Tapi gempa pass kuat ini tidak terlampaui dirasakan warga kira kira. Ini penjelasan ahlinya.

Berdasarkan keterangan Kepala Bagian Mitigasi Gempa Bumi & Tsunami Badan Meteorologi, Klimatologi,

Dan Geofisika Daryono dalam keterangan Badan Meteorologi, Klimatologi, Dan Geofisika, Rabu (24/8/2016),

gempa tektonik ini berlangsung pada jam 02.39.43 WIB dini hri. Pusat gempa ada di Laut Flores terhadap jarak 105 kilometer ara barat laut Flores Timur.

“BMKG menunjukkan bahwa resiko gempabumi berupa guncangan dirasakan di wilayah NTT seperti di Waingapu, Maumere, Ende, Alor, Sabu,

dan Kupang terhadap skala intensitas II SIG Badan Meteorologi, Klimatologi, Dan Geofisika (II-III MMI). Dikarenakan kejadiannya dini hri & sebahagian akbar penduduk tetap tertidur, sehingga cuma sekian banyak penduduk merasakan guncangan gempabumi & sampai disaat ini belum ada laporan kerusakan,” kata Daryono.

 

PT Equityworld Futures: Frores NTT DI Landa Gempa 6,1 Skala Richer (SR)

 

Menjadi gempa bumi yg kuat itu tak terasa lantaran beberapa orang sedang tidur? Pasti bukan itu penjelasan dari perspektif ilmu gempa. Gempa bumi tak demikian dirasakan, sebabnya yaitu kedalaman episentrumnya pass jauh, terhadap kedalaman 537 kilometer.

“Meskipun gempabumi ini termasuk juga klasifikasi gempabumi kuat, namun layak disyukuri bahwa gempabumi ini yaitu gempabumi hiposenter dalam yg tak berpotensi merusak & tak berpotensi tsunami,” kata Daryono.

Beruntung, gempa ini tak merusak & tak berpotensi tsunami. Tapi gempa sedalam ini sanggup beralih berbahaya seandainya magnitudonya akbar.
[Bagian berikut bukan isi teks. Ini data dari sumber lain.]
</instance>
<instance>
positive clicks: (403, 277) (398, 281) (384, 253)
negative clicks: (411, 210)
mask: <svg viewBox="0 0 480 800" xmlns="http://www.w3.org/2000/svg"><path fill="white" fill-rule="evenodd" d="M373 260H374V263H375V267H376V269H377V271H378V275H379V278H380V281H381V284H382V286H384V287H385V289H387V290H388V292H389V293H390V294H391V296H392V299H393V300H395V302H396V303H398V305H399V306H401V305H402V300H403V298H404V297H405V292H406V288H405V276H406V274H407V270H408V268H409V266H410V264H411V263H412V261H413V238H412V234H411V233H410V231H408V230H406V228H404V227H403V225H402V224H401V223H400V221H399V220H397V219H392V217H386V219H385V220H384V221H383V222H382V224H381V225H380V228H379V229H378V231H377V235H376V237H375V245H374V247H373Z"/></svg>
Daryono menyebut gempa seperti ini jarang berjalan.

“Gempabumi dalam (deep focus earthquake) bersama hiposenter melebihi 300 kilometer di Laut Flores adalah fenomena menarik, sebab amat jarang berlangsung.

Dengan Cara tektonik, wilayah NTT yg terletak di zona jumpa lempeng mempunyai keunikan tersendiri,

sebab di wilayah ini Lempeng Indo-Australia menyusup curam ke bawah Lempeng Eurasia sampai kedalaman 625 kilometer,” ujar Daryono.
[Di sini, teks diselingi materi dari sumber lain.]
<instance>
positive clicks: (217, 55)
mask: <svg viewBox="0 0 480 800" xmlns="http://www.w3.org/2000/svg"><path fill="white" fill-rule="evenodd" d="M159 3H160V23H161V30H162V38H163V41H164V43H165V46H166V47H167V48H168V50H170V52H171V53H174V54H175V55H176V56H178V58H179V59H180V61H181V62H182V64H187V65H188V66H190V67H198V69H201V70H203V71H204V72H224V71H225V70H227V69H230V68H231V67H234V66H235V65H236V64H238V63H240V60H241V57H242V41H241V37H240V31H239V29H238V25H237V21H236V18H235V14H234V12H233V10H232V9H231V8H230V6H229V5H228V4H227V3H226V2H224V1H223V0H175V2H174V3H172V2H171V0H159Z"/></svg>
Tanda bertanya tersisa, yaitu soal proses terjadinya gempa seperti ini. Satu teori menyampaikan sebabnya sebab sifat kimiawi batuan terhadap suhu & tekanan tertentu. Tetapi begitu ada pula dugaan bahwa lempeng tektonik di kedalaman 410 kilo meter berlangsung gaya slab pull (gaya tarik lempeng ke bawah) & disekitar kedalaman di atas 600 kilometer berjalan gaya apung lempeng yg menahan ke atas (slab buoyancy).
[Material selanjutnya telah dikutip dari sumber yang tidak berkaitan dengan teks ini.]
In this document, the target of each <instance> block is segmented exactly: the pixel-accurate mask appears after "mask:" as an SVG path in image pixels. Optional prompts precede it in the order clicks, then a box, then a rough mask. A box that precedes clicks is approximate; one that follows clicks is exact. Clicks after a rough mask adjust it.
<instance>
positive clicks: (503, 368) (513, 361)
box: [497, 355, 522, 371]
“Jika ditinjau kedalaman gempabumi ini terletak di zona transisi mantel kepada kedalaman 410 sampai 600 kilometer,

sehingga gerakan seismik yg berlangsung teramat barangkali dipengaruhi gaya slab pull akibat tarikan gravitasi Bumi, maka relevan seandainya prosedur sumber gempa yg berlangsung ini berupa sesar oblique turun. Aktifnya gempabumi dalam di Laut Flores jadi tips bagi kita seluruhnya bahwa proses subduksi lempeng dalam di NTT sampai sekarang nyata-nyatanya tetap terjadi,” beber Daryono.